The Therapeutic Goods Administration (TGA) is proposing a new standard to outline requirements for medicine serialisation and the application of data matrix codes to the labels of certain medicines supplied in Australia. The introduction of the standard is not intended to mandate the use of data matrix codes or serialisation. Instead, it sets out the technical requirements where the medicine sponsor chooses to implement either of these.
The purpose of the standard is to give clarity and certainty for adopters of data matrix codes and serialisation of medicines supplied in Australia. It is the first step in establishing requirements that support all systems relying on the codes. The requirements align, where possible, with global standards to provide consistency for sponsors and manufacturers operating in multiple jurisdictions and to ensure global interoperability.
Australia does not currently have the infrastructure to facilitate medicine tracking. The introduction of the new standard will occur independently from the broader considerations needed before Australia determines which track and trace system is appropriate for our medicine supply chain.
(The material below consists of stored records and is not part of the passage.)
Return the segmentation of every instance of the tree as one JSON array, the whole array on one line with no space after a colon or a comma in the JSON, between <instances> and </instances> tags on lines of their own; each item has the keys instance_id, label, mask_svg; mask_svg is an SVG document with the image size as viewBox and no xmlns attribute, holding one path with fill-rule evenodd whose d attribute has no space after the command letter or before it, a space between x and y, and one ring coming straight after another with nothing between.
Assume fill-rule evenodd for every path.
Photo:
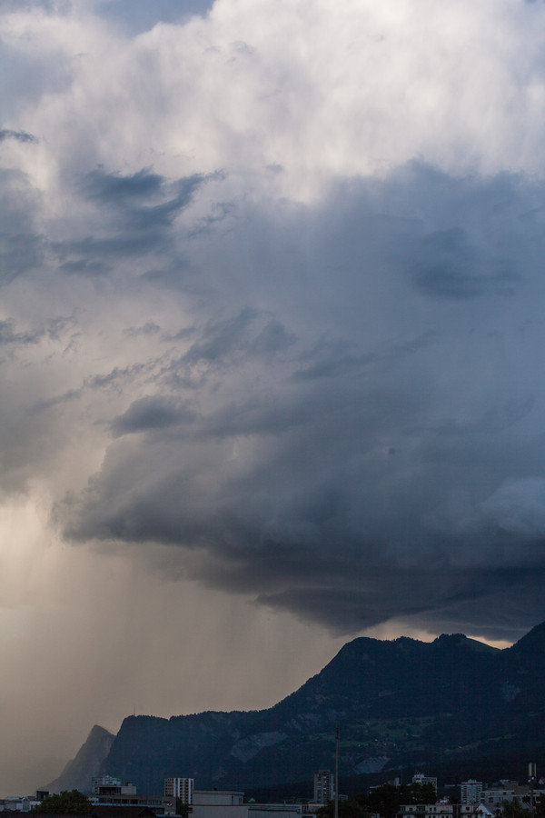
<instances>
[{"instance_id":1,"label":"tree","mask_svg":"<svg viewBox=\"0 0 545 818\"><path fill-rule=\"evenodd\" d=\"M63 790L58 795L46 795L35 812L55 813L57 815L89 815L93 806L79 790Z\"/></svg>"}]
</instances>

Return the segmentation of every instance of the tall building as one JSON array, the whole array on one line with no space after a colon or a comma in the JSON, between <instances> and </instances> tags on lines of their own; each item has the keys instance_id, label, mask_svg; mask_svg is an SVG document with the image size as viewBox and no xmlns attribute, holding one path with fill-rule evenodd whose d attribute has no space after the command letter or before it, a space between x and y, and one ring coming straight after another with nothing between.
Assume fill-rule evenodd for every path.
<instances>
[{"instance_id":1,"label":"tall building","mask_svg":"<svg viewBox=\"0 0 545 818\"><path fill-rule=\"evenodd\" d=\"M193 778L165 778L164 794L179 798L182 803L193 803Z\"/></svg>"},{"instance_id":2,"label":"tall building","mask_svg":"<svg viewBox=\"0 0 545 818\"><path fill-rule=\"evenodd\" d=\"M481 803L482 782L469 778L460 784L460 800L462 803Z\"/></svg>"},{"instance_id":3,"label":"tall building","mask_svg":"<svg viewBox=\"0 0 545 818\"><path fill-rule=\"evenodd\" d=\"M412 783L423 784L431 783L437 793L437 778L432 775L424 775L423 773L415 773L412 776Z\"/></svg>"},{"instance_id":4,"label":"tall building","mask_svg":"<svg viewBox=\"0 0 545 818\"><path fill-rule=\"evenodd\" d=\"M120 787L121 778L113 778L111 775L95 775L91 779L91 793L98 795L101 787Z\"/></svg>"},{"instance_id":5,"label":"tall building","mask_svg":"<svg viewBox=\"0 0 545 818\"><path fill-rule=\"evenodd\" d=\"M327 803L335 797L335 776L331 770L314 773L314 803Z\"/></svg>"}]
</instances>

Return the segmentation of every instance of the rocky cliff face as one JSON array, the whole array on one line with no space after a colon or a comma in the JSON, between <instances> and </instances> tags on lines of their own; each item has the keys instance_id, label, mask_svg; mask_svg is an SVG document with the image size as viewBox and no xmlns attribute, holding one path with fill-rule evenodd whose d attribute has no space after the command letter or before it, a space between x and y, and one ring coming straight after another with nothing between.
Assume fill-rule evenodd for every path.
<instances>
[{"instance_id":1,"label":"rocky cliff face","mask_svg":"<svg viewBox=\"0 0 545 818\"><path fill-rule=\"evenodd\" d=\"M75 758L68 762L58 778L42 789L50 793L60 793L62 790L88 793L91 779L98 775L114 738L114 733L95 724Z\"/></svg>"},{"instance_id":2,"label":"rocky cliff face","mask_svg":"<svg viewBox=\"0 0 545 818\"><path fill-rule=\"evenodd\" d=\"M218 681L218 683L221 683ZM355 639L268 710L124 720L102 770L160 792L270 785L535 747L545 734L545 624L504 651L462 634L432 643Z\"/></svg>"}]
</instances>

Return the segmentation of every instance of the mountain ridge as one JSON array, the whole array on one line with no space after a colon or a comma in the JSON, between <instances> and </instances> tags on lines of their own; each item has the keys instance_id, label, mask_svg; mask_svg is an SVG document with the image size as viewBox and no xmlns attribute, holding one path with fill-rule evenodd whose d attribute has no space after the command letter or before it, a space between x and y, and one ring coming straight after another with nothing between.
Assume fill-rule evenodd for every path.
<instances>
[{"instance_id":1,"label":"mountain ridge","mask_svg":"<svg viewBox=\"0 0 545 818\"><path fill-rule=\"evenodd\" d=\"M345 774L518 752L541 743L544 683L545 623L504 649L463 633L358 637L264 710L128 716L100 769L149 793L168 775L243 789L302 781L332 766L337 722Z\"/></svg>"}]
</instances>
A public consultation on the draft standard was open from July to August 2020. Respondents provided a range of suggestions to improve the new standard and associated guidance, with many supporting the implementation of a standard to provide consistent regulatory requirements which align with international standards. The draft standard and consultation documents are available at https://consultations.health.gov.au/medicines-regulation-division/consultation-tgo106-data-matrix-codes-on-medicines/.
The TGA is reviewing all the submissions received and will make changes to the draft standard and guidance in consideration of this feedback. It is planned that the updated standard will be implemented in January 2021, with a delayed commencement period (up to 2 years) to allow sufficient time for sponsors currently applying data matrix codes and/or serialising to comply with the standard.